Comments: Overall, this is a well written and cited review. One of my main concerns is how Trm cells are classified. The authors use Trm as a "catch-all" term, but don't specify which type of Trm cells they are talking about a majority of the time. The authors mention that some of these Trm are CD8+, but what about CD4+ and all subsets of CD4+ (TH1, TH2, TH17, TFH, Tregs, etc.)? All of those cells can be residential as well. I know CD8+ are usually the main suspects of pathology for RA, but could the authors at least have a section talking more about how CD4+ Trm could affect RA? I see that there is a section on regulatory Trm (assuming you mean Trm Tregs), but going over the other CD4+ T cell subsets (if there is enough research out there) would be good to have. I see that authors do mention some of these Trm T cells expressing some of the CD4+ phenotypes throughout the review, but it would be good if they define which subset of Trm CD4+ T cell they are talking about specifically.
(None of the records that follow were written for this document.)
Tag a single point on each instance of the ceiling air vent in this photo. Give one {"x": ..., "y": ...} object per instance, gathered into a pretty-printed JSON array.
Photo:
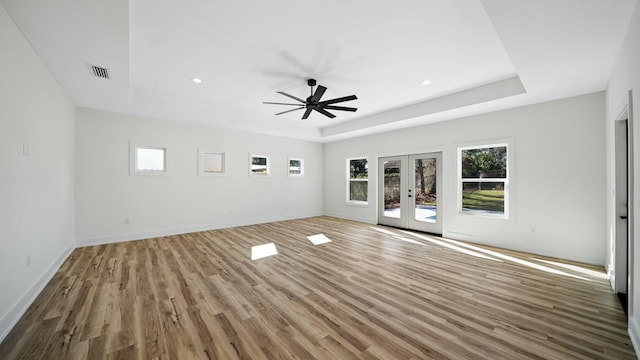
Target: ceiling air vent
[{"x": 99, "y": 71}]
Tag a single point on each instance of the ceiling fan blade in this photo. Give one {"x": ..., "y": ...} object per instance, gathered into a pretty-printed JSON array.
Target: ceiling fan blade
[
  {"x": 318, "y": 94},
  {"x": 291, "y": 96},
  {"x": 324, "y": 112},
  {"x": 272, "y": 103},
  {"x": 333, "y": 101},
  {"x": 284, "y": 112},
  {"x": 343, "y": 108},
  {"x": 306, "y": 113}
]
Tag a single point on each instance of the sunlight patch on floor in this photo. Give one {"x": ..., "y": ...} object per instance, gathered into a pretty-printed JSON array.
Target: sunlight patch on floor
[
  {"x": 599, "y": 274},
  {"x": 262, "y": 251},
  {"x": 318, "y": 239},
  {"x": 453, "y": 247},
  {"x": 496, "y": 254}
]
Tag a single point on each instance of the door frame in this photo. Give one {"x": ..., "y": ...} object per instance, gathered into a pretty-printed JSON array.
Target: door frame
[
  {"x": 626, "y": 112},
  {"x": 407, "y": 184}
]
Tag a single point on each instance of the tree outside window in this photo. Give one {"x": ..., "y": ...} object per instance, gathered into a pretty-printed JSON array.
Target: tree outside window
[
  {"x": 484, "y": 180},
  {"x": 358, "y": 181}
]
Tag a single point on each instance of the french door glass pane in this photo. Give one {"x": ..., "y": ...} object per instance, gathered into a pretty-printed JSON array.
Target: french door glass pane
[
  {"x": 425, "y": 190},
  {"x": 392, "y": 188}
]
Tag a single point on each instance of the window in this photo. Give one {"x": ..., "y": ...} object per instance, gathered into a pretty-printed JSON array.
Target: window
[
  {"x": 296, "y": 167},
  {"x": 147, "y": 159},
  {"x": 483, "y": 180},
  {"x": 358, "y": 180},
  {"x": 211, "y": 162},
  {"x": 259, "y": 165}
]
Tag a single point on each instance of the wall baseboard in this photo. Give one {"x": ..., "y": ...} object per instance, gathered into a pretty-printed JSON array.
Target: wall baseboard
[
  {"x": 634, "y": 335},
  {"x": 11, "y": 317},
  {"x": 110, "y": 239}
]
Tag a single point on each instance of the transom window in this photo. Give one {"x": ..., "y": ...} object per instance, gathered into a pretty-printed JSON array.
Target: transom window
[{"x": 483, "y": 180}]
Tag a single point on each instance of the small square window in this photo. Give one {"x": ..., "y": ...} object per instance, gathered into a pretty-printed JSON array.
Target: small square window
[
  {"x": 211, "y": 162},
  {"x": 296, "y": 167},
  {"x": 147, "y": 159},
  {"x": 259, "y": 165}
]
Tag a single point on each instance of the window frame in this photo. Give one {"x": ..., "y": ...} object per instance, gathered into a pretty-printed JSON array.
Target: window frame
[
  {"x": 507, "y": 181},
  {"x": 268, "y": 165},
  {"x": 349, "y": 180},
  {"x": 133, "y": 158},
  {"x": 290, "y": 174},
  {"x": 205, "y": 151}
]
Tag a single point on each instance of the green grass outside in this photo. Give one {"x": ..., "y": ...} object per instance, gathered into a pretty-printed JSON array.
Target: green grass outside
[{"x": 491, "y": 200}]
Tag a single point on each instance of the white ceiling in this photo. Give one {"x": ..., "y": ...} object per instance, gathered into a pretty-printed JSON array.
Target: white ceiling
[{"x": 480, "y": 55}]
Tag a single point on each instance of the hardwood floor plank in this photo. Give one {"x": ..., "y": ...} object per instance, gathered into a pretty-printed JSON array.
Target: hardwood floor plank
[{"x": 371, "y": 293}]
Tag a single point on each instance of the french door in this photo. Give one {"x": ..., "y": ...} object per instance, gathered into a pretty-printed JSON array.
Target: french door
[{"x": 409, "y": 192}]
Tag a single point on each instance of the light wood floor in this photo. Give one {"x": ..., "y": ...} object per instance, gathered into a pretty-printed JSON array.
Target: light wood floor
[{"x": 372, "y": 293}]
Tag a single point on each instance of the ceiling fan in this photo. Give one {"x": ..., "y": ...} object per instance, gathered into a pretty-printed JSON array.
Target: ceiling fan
[{"x": 313, "y": 102}]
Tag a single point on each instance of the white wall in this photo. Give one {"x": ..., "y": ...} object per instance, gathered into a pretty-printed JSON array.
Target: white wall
[
  {"x": 106, "y": 194},
  {"x": 36, "y": 191},
  {"x": 625, "y": 77},
  {"x": 557, "y": 185}
]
Again, this is a very well written and cited review.  

Response: We sincerely thank you for this valuable suggestion. The primary focus of our review is to explore the pathogenic roles of T_RM cells in rheumatic autoimmune diseases, particularly their involvement in disease relapse and chronic inflammation. As such, the detailed classification of TRM cell subsets has not been the central focus. However, we recognize the importance of addressing CD4⁺ T_RM cells and their specific role in RA, and we agree that this would further enrich the manuscript.
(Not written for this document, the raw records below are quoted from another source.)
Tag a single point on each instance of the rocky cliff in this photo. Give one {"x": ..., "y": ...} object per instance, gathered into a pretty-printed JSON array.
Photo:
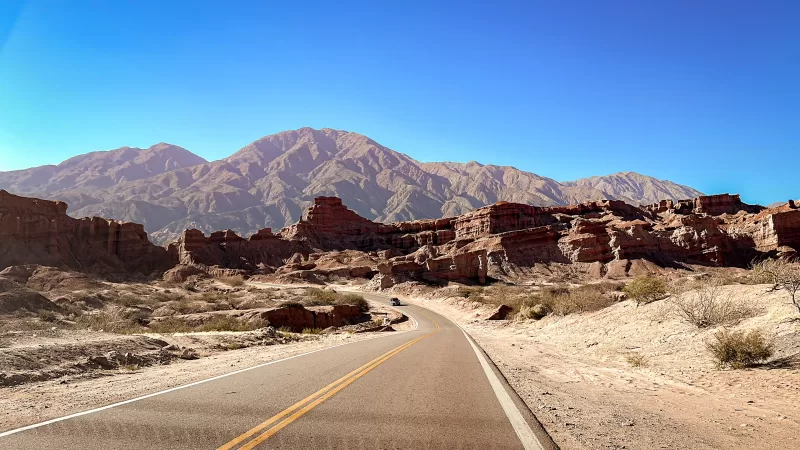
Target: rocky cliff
[
  {"x": 34, "y": 231},
  {"x": 502, "y": 240},
  {"x": 505, "y": 239}
]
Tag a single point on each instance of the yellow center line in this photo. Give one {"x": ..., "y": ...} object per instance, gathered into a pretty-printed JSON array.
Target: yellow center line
[{"x": 321, "y": 395}]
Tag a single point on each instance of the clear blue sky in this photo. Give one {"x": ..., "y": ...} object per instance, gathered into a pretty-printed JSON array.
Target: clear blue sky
[{"x": 705, "y": 93}]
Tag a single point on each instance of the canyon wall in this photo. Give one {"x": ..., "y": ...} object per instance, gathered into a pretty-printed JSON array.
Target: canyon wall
[{"x": 503, "y": 239}]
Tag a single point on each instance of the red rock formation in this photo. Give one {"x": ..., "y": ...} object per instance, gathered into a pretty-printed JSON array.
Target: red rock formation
[
  {"x": 34, "y": 231},
  {"x": 226, "y": 249}
]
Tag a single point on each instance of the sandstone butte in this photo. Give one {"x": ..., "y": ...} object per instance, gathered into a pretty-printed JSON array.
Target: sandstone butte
[{"x": 499, "y": 241}]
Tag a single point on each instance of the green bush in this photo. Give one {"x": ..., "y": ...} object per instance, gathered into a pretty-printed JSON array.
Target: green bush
[
  {"x": 737, "y": 349},
  {"x": 646, "y": 289},
  {"x": 233, "y": 280}
]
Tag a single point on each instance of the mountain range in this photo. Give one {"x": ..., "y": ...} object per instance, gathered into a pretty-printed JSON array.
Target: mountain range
[{"x": 271, "y": 181}]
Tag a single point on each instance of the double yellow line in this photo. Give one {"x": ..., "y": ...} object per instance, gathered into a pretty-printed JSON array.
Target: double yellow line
[{"x": 305, "y": 405}]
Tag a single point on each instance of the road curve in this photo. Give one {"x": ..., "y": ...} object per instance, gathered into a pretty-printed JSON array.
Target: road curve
[{"x": 426, "y": 388}]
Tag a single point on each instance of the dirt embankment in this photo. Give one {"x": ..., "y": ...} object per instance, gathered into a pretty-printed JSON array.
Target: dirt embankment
[
  {"x": 574, "y": 373},
  {"x": 101, "y": 344}
]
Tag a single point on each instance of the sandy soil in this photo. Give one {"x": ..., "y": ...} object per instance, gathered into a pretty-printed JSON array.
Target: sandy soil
[
  {"x": 573, "y": 373},
  {"x": 39, "y": 401}
]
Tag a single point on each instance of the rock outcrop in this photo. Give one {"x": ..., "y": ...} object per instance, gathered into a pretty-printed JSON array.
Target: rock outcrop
[{"x": 504, "y": 239}]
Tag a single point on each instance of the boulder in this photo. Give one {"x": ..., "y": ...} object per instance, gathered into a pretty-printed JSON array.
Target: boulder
[{"x": 500, "y": 313}]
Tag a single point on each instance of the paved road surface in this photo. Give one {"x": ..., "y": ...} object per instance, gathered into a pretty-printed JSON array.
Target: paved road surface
[{"x": 425, "y": 388}]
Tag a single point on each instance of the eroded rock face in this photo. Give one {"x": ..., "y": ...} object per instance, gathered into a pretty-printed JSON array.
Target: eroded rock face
[
  {"x": 502, "y": 239},
  {"x": 34, "y": 231},
  {"x": 608, "y": 237}
]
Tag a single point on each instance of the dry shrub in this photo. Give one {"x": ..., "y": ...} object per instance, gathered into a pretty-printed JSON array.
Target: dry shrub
[
  {"x": 781, "y": 274},
  {"x": 737, "y": 349},
  {"x": 109, "y": 321},
  {"x": 705, "y": 304},
  {"x": 474, "y": 293},
  {"x": 354, "y": 299},
  {"x": 47, "y": 316},
  {"x": 232, "y": 280},
  {"x": 535, "y": 312},
  {"x": 229, "y": 323},
  {"x": 591, "y": 297},
  {"x": 318, "y": 297},
  {"x": 646, "y": 289}
]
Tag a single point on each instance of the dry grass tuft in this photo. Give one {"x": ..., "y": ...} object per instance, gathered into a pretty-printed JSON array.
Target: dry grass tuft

In response to your comment, we have expanded the Conclusion (Section 6) to include a more detailed discussion on CD4⁺ T_RM cells in RA. Specifically, we highlight how CD4⁺ T_RM cells, particularly TH1 and TH17 subsets, contribute significantly to RA pathology by driving synovial inflammation, enhancing cytokine secretion (e.g., IFN-γ, IL-17), and promoting tissue damage through immune interactions with fibroblasts and endothelial cells. Their persistence in the joint microenvironment is regulated by factors such as TGF-β, IL-15, and metabolic pathways like fatty acid oxidation, similar to their CD8⁺ counterparts.

We believe these revisions enhance the completeness of our review, and we greatly appreciate your constructive feedback. We trust these additions strengthen the manuscript and offer a more comprehensive perspective on T_RM cells in RA.